If you migraine requires injectable medicines, decline intravenous Benadryl

July 6, 2015

Hopefully, your doctor has given you many treatment options, so that you can manage even the most severe attacks at home (including Compazine or Phenergan anti-nausea suppositories for when you are very nauseated or vomit and Imitrex or sumatriptan injection pen for severe pain). However, many people end up in an ER, where they are usually given an injection or intravenous medications. Unfortunately, there is no standard protocol for the best way to treat an acute migraine that does not respond to oral medications. Ideally, the first step should be an infusion of magnesium, which can provide fast relief for up to 50% of patients. Some ER doctors give an injection of sumatriptan or a non-narcotic pain killer ketorolac (Toradol). Others will give a nausea drug which can also help pain such as metoclopramide (Reglan) or prochlorperazine (Compazine). An allergy medicine, diphenhydramine (Benadryl) is also a popular choice.

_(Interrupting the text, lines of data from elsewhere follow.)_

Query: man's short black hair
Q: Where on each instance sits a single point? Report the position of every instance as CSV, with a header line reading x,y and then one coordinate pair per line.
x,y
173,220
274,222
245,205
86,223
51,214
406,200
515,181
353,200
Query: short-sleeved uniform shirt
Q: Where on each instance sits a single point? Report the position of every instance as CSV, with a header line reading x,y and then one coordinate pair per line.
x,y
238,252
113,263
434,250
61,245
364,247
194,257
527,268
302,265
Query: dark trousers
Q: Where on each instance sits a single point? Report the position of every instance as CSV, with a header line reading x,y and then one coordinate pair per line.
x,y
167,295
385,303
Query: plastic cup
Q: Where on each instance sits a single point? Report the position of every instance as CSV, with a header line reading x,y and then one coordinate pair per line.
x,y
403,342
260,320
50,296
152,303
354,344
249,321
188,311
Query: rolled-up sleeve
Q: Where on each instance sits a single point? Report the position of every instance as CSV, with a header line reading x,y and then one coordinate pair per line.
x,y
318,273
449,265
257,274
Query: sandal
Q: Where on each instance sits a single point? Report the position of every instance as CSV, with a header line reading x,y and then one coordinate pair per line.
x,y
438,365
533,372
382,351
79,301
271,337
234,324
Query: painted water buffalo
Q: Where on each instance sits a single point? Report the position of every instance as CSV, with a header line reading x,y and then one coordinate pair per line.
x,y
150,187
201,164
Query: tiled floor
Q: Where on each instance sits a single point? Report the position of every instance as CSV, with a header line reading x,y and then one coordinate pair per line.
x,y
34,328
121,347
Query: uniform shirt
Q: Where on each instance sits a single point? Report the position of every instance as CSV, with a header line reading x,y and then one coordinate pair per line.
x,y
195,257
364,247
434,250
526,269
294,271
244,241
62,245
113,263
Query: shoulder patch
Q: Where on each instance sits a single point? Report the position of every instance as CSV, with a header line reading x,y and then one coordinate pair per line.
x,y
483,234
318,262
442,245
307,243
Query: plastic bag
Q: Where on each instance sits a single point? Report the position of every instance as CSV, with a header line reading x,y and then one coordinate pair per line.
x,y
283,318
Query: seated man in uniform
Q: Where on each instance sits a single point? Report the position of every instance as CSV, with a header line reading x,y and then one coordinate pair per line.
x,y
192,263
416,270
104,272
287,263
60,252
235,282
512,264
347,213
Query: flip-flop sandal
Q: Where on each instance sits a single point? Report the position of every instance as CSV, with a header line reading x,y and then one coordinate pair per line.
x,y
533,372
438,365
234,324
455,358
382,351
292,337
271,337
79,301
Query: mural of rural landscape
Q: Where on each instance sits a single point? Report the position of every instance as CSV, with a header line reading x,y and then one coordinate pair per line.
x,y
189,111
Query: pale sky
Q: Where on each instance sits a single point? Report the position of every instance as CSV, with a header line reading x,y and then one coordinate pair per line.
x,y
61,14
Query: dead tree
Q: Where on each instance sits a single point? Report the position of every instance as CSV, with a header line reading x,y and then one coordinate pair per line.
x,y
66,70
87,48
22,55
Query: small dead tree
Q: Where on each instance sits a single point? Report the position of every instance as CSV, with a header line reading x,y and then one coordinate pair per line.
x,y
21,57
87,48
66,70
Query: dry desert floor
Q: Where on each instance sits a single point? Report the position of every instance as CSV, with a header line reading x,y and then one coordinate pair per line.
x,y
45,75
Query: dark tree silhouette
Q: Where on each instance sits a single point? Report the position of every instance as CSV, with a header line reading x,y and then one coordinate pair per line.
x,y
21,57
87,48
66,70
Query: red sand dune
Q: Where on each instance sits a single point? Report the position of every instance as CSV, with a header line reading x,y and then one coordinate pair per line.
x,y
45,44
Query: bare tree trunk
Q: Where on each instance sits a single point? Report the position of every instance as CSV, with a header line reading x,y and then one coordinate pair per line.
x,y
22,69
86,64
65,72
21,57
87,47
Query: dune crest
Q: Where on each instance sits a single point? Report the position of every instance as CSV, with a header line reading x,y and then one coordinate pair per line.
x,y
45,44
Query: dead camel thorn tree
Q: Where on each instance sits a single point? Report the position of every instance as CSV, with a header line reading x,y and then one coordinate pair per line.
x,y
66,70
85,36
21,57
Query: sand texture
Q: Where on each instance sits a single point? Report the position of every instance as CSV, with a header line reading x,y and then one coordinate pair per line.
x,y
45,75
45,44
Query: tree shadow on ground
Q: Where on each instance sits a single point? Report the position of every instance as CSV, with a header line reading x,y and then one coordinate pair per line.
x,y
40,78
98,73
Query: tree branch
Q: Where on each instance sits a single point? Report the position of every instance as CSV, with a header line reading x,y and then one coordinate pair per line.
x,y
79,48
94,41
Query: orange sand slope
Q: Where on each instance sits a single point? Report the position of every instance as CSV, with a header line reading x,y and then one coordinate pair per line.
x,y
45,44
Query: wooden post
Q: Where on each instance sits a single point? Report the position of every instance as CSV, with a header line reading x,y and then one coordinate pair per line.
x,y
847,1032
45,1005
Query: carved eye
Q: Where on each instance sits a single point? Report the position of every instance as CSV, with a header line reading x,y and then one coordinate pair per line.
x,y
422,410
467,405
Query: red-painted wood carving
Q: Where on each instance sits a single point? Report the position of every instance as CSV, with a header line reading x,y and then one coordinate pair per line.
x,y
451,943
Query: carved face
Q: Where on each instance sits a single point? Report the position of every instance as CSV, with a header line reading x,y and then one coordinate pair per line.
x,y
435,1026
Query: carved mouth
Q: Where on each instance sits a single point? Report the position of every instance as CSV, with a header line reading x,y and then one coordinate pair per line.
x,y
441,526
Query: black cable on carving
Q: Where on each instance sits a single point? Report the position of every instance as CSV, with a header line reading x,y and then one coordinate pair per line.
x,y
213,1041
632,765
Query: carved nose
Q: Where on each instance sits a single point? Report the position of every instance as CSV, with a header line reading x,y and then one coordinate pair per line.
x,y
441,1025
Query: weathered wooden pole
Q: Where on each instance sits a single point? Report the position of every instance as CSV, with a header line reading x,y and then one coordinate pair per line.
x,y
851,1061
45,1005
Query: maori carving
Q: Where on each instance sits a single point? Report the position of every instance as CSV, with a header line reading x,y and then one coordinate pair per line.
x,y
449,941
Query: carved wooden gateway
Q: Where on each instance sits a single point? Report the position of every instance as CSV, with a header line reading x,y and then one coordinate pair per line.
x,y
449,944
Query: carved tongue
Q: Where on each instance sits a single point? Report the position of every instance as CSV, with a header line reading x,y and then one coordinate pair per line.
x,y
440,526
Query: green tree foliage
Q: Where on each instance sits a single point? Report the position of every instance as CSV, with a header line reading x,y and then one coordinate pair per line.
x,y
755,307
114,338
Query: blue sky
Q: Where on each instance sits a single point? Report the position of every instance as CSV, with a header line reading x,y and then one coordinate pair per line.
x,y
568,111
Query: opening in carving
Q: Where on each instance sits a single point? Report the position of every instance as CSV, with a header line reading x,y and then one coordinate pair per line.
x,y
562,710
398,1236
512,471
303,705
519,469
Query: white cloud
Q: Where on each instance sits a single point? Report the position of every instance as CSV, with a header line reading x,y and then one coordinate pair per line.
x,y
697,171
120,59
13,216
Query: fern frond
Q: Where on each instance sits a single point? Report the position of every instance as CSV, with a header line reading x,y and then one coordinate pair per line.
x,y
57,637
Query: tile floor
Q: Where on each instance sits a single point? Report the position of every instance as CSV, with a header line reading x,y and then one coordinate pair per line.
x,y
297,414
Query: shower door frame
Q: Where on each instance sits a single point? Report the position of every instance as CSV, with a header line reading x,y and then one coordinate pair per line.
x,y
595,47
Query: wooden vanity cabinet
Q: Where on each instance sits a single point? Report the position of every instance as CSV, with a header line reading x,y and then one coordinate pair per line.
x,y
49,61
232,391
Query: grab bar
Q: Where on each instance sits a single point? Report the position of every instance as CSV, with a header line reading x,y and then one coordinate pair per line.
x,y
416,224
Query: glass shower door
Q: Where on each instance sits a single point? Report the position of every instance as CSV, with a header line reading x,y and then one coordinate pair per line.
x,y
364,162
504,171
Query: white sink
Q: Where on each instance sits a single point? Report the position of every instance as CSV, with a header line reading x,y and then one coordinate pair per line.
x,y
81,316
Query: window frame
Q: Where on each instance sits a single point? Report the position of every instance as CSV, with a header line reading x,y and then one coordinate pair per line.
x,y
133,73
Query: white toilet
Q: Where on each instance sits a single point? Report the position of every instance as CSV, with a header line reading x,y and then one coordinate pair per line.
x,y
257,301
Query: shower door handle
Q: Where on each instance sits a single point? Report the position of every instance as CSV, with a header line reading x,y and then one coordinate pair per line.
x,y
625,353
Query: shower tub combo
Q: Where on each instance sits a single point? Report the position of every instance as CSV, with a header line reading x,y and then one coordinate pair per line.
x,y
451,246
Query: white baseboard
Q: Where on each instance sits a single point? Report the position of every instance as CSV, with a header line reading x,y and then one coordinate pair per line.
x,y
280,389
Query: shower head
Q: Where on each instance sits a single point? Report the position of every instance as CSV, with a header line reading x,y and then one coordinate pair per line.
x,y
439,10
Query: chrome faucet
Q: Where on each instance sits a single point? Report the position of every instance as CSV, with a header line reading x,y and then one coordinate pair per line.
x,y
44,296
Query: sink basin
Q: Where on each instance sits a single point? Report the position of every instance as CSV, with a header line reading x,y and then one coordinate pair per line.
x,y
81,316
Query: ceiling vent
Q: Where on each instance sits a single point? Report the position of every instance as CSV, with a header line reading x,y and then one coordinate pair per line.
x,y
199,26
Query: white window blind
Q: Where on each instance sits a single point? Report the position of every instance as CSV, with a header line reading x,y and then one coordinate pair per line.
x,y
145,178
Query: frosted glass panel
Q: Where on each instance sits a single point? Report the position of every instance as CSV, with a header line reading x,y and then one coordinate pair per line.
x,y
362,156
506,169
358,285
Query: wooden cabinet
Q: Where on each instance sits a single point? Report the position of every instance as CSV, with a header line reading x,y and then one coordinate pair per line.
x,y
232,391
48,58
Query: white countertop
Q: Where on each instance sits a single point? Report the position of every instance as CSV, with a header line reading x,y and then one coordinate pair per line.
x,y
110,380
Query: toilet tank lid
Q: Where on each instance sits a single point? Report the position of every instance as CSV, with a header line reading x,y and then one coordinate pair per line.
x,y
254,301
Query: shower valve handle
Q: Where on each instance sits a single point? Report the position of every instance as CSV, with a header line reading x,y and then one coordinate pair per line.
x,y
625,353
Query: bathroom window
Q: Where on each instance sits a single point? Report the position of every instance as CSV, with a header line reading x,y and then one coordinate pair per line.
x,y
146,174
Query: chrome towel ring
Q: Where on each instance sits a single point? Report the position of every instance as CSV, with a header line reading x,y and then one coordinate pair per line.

A study by Dr. Benjamin Friedman and his colleagues at the Albert Einstein COllege of Medicine in the Bronx compared the efficacy of intravenous Reglan combined with Benadryl and Reglan without Benadryl. This was a double-blind study, meaning that neither the doctor giving the medicine nor the patient knew what was being given. They recruited 208 patients, which is a high enough number to produce reliable results. And the results showed that Reglan without Benadryl provided as much relief as with Benadryl.

Benadryl is not a dangerous drug, but can make you drowsy, so if you can, ask the doctor not to give it to you. It is not easy to tell a doctor what to do, especially during a severe migraine attack. But if doctor is agreeable, ask for intravenous magnesium followed by either sumatriptan or ketorolac injection as well as metoclopramide for nausea.